Over the course of
these past few months I have learned a lot about trust in the Lord. I “trusted” that He would work a situation
out for me and then I would still dwell on that situation in worry trying to
think of anything I could possibly do to make it work out of my own power. I “trusted” that God would supply certain
needs, but still felt insecure that maybe He wouldn’t provide what I needed
exactly when I needed it. That’s not
really “trusting the Lord with all your heart” (see Proverbs 3:5-6). Anxiety played a big part in my relationship
with God because He’s not the type to shout His plan at you, He quietly shows
you along the way how He has each area of your life under control, subtly
guiding you where you need to go. I
would rather He just tell me straight up what’s going on because I’d be a lot
less worrisome, but that’s not how He works most of the time and I just have to
deal with it. He wants me to realize
that I am His child. He wants me to fearlessly jump into His arms the way I
jumped into my worldly father’s arms when I was younger, KNOWING that he would
catch me. He doesn’t just want us to
TELL ourselves that He will catch us, but still hold on for fear of falling, He
wants us to KNOW and BELIEVE that He has His arms wide open ready for us to let
go and drop into His strong embrace.
It’s May and my
last full month of high school (which is utterly ridiculous). I’ve gone through waves with my trust in God
when it came to what I planned to do after school. At one point I refused to make any decisions
because my fear of the unknown crippled me and I SAID I trusted Him, but I
really didn’t. At another point I
decided in my mind (even though I never would have admitted it to myself) that
I would take the Lord and trust in Him out of it entirely and decided I was
going to take the whole situation into my own hands. Go to the exact college I wanted and major in
exactly what I felt like majoring in no matter how many loans or debts I would acquire. When I realized that’s not a great idea, I
came to the point where I decided I’d sit here and not do anything until the
Lord told me as clear as day what exactly I’m supposed to do. That didn’t work either. I was fooled into thinking that I had faith
in the Lord. Then one day I realized, “gee, if God created the whole Earth,
everything in it, and something as complicated as the human body, why wouldn’t
He be able to figure out my life for me?”

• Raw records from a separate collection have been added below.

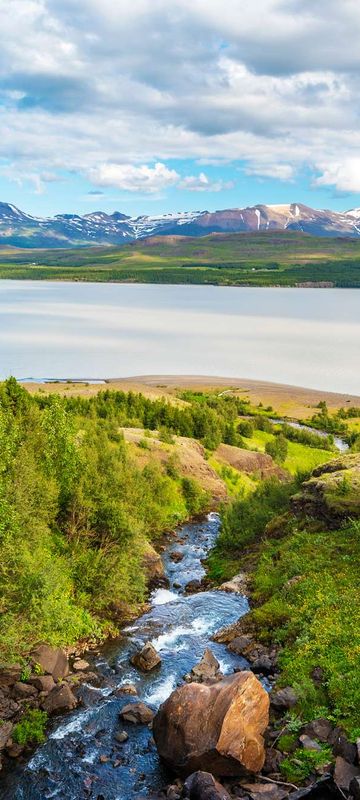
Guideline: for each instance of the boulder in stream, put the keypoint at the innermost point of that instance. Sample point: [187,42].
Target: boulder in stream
[208,669]
[147,658]
[215,727]
[137,713]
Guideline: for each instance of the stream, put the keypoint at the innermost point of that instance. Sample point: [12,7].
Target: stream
[68,765]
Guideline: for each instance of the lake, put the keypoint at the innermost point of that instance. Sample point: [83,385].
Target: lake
[305,337]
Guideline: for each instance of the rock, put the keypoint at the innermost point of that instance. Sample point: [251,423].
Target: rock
[322,496]
[176,556]
[127,688]
[14,750]
[320,729]
[23,690]
[217,727]
[147,659]
[342,747]
[193,586]
[121,737]
[59,699]
[308,743]
[272,761]
[344,773]
[240,644]
[324,789]
[355,788]
[266,791]
[203,786]
[8,707]
[137,713]
[5,733]
[237,585]
[153,566]
[52,660]
[10,675]
[283,698]
[80,665]
[44,683]
[207,669]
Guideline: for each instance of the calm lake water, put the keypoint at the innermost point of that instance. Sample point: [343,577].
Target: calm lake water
[305,337]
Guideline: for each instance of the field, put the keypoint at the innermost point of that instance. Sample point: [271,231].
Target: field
[260,259]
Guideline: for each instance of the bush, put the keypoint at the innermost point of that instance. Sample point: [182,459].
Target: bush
[31,728]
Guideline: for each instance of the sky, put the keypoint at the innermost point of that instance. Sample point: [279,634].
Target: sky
[151,106]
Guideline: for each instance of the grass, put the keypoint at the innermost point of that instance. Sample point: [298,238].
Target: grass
[300,458]
[238,259]
[236,482]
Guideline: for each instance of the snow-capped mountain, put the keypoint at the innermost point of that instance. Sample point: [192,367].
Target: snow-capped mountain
[98,228]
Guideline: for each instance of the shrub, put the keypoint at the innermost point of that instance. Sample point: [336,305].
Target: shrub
[31,728]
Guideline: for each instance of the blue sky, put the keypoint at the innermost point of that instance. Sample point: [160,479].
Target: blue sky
[149,107]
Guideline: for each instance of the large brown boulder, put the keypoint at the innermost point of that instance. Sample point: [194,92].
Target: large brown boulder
[52,661]
[215,728]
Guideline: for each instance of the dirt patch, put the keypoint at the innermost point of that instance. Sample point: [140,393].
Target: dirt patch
[248,461]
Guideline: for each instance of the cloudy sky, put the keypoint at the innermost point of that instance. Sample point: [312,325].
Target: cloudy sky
[151,105]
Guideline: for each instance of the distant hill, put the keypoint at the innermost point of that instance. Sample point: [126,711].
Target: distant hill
[19,229]
[275,258]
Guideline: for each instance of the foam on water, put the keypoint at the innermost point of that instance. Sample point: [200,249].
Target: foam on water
[163,596]
[161,692]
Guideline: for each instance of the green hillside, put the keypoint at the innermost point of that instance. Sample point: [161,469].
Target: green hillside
[261,259]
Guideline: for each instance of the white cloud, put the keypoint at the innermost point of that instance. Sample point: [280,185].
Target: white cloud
[282,172]
[201,183]
[342,175]
[148,180]
[154,81]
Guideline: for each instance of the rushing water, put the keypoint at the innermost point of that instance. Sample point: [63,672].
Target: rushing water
[304,337]
[341,445]
[68,766]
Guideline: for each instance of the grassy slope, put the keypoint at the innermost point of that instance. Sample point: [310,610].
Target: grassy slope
[226,259]
[299,458]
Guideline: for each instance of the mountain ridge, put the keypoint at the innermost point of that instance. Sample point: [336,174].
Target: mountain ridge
[19,229]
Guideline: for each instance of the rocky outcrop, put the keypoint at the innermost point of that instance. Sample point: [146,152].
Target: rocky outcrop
[60,699]
[332,494]
[137,713]
[217,727]
[208,669]
[51,660]
[249,461]
[203,786]
[147,658]
[239,584]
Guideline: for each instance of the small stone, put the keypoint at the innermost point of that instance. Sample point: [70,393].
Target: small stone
[59,699]
[137,713]
[127,688]
[121,737]
[80,665]
[5,733]
[24,690]
[44,683]
[284,698]
[344,773]
[308,743]
[355,788]
[147,659]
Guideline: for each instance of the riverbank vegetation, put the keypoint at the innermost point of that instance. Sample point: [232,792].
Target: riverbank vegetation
[237,259]
[300,543]
[77,517]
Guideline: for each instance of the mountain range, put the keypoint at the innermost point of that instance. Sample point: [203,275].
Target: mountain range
[19,229]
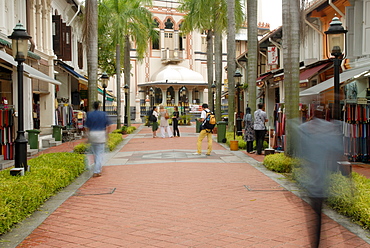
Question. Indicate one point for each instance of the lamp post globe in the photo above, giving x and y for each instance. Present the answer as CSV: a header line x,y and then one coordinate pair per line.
x,y
104,80
336,43
239,131
126,89
20,51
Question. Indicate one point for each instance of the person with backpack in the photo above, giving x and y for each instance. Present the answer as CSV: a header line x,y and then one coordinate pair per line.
x,y
153,118
206,129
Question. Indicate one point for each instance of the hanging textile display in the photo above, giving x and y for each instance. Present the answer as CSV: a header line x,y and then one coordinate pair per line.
x,y
7,132
356,130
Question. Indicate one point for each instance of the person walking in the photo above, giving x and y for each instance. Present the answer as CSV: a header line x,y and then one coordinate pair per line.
x,y
260,117
164,116
154,121
175,121
248,130
96,123
204,132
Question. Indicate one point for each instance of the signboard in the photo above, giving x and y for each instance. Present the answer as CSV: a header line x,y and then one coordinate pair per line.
x,y
272,56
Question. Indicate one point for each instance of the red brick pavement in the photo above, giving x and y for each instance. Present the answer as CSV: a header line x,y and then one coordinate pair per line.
x,y
184,204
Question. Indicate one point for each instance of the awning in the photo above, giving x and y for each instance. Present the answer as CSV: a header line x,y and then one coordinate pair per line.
x,y
31,72
344,76
308,73
71,71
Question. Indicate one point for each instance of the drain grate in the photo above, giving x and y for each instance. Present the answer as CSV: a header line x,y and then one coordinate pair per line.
x,y
97,191
265,188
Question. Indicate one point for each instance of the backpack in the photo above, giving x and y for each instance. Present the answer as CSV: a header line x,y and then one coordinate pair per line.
x,y
152,118
210,120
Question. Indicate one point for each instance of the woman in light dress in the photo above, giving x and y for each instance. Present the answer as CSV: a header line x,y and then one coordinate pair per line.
x,y
164,122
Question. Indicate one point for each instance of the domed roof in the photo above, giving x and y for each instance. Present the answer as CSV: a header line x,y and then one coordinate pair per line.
x,y
175,74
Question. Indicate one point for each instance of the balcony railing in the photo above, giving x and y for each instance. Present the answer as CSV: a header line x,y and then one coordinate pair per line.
x,y
168,55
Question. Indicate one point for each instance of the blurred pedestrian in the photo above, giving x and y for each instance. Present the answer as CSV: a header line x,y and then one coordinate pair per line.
x,y
260,117
175,121
248,130
96,123
164,116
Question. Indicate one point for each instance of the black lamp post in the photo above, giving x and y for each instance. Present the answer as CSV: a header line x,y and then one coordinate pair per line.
x,y
151,95
213,87
126,88
20,51
239,131
104,78
335,41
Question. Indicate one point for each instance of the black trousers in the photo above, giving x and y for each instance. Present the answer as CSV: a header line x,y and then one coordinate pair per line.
x,y
260,136
175,124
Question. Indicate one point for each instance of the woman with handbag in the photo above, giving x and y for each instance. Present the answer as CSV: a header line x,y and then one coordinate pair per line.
x,y
164,116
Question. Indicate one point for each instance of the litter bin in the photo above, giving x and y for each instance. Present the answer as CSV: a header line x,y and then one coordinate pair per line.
x,y
57,132
33,138
197,126
221,131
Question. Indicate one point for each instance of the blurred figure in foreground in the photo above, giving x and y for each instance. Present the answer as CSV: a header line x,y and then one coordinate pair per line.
x,y
320,148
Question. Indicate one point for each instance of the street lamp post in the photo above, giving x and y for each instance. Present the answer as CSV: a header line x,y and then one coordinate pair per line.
x,y
239,131
20,51
213,87
104,78
335,37
126,88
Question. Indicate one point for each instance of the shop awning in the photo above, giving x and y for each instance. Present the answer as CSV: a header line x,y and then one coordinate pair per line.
x,y
30,71
310,72
71,71
344,76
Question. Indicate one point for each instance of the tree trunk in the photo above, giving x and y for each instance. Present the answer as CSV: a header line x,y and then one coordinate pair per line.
x,y
218,72
231,61
92,48
127,76
210,68
291,31
252,53
118,73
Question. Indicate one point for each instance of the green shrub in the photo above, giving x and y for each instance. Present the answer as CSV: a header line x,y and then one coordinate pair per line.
x,y
280,163
81,148
131,129
20,196
350,196
113,140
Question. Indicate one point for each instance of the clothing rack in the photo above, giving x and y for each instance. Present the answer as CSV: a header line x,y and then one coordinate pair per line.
x,y
356,130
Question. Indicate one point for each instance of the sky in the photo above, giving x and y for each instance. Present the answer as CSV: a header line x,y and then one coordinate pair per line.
x,y
271,12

This just made me realize that I am a silly human. Why would I doubt the God that shut the
mouths of lions to save Daniel and gave Moses the power to part the sea? God
has never failed me before, so why should I have any reason to think He will
leave me hanging in the future? He doesn’t
promise that He will always be there for us and then secretly expect us to handle
everything on our own. Just because I’m
starting to get older and have to make real life decisions doesn’t mean God
said, “Oh Emily, since you’re 18 and you’re considered a legal adult by the
U.S. government, I’m gonna leave the rest of this up to you! Have a nice life!” That’s a little bit of an exaggeration, but
when I look back I kind of felt that was true when that’s not what He says at
all. He says that if I acknowledge Him
and want to live my life according to His will that He will make my paths
straight. A pretty big weight was lifted
off my shoulders when I decided to actually live by this promise.
I’m not saying
that I’m perfect at trusting the Lord now, but my trust in Him is more complete
than it was before when I had a skewed idea of trust in Him. I’m not going to refuse to make decision and
expect Him to make everything happen for me.
I’m not going to take control and cut Him out. I’m just going to seek His will for my life
and take the opportunities He opens up for me.
Stress a little less and trust a little more.